Sandra Blow was a student at St Martin's School of Art from 1941 to 1946 and at the Royal Academy in London from 1946 to 1947. Between 1947 and 1950 she worked in Italy, Spain and France. In Italy she met Alberto Burri who was to have an immediate impact on her work. She spent a year in Cornwall in 1957-1958 where she rented a cottage previously occupied by the writer D.H. Lawrence, and spent time with Patrick Heron, Roger Hilton, and other artists associated with St Ives. In 1958 she won an International Guggenheim award and was represented at the Venice Biennale. She was awarded second prize at the John Moores Liverpool Exhibition in 1961. She was a lecturer at the Royal College of Art in London and in 1978 became a Royal Academician. In 1994 she settled permanently in St Ives, and a retrospective of her work was held in the same year at the newly opened Sackler Galleries of the Royal Academy. To celebrate her 80th birthday, a celebratory exhibition was held at Tate St.

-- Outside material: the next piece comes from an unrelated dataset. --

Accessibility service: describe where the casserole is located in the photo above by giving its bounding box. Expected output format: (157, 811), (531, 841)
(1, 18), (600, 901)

Ives with a publication on her work by Michael Bird in 2002. Sandra Blow died in 2006. 

 

Her abstract paintings integrate diverse materials, such as sand, ash, plaster, wire and sacking. Blow combines collage with acrylic paint, introducing distinct patches of flat colour and well-defined forms which give an added surface and depth to her compositions. Unlike some of her American contemporaries, careful composition eliminates gestural expression and there is a delicate coherence in her treatment of pictorial space.

 

Her work examines the interplay between the key principles of nature: space, colour and texture. According to Mel Gooding, Blow's use of shape and form carries no philosophical connotation but rather serves to 'create the circumstance of those vital relations between the viewer and the work as an object, and between the viewer, the object and the space around it' ( An Artist of Nature in Sandra Blow: Space and Matter, Tate St Ives, 2002). This has led a number of critics to read her work as an exploration into the formal possibilities of painting, linking her approach to that of the Constructivists and, in Britain, with fellow St Ives painters Roger Hilton and Ben Nicholson.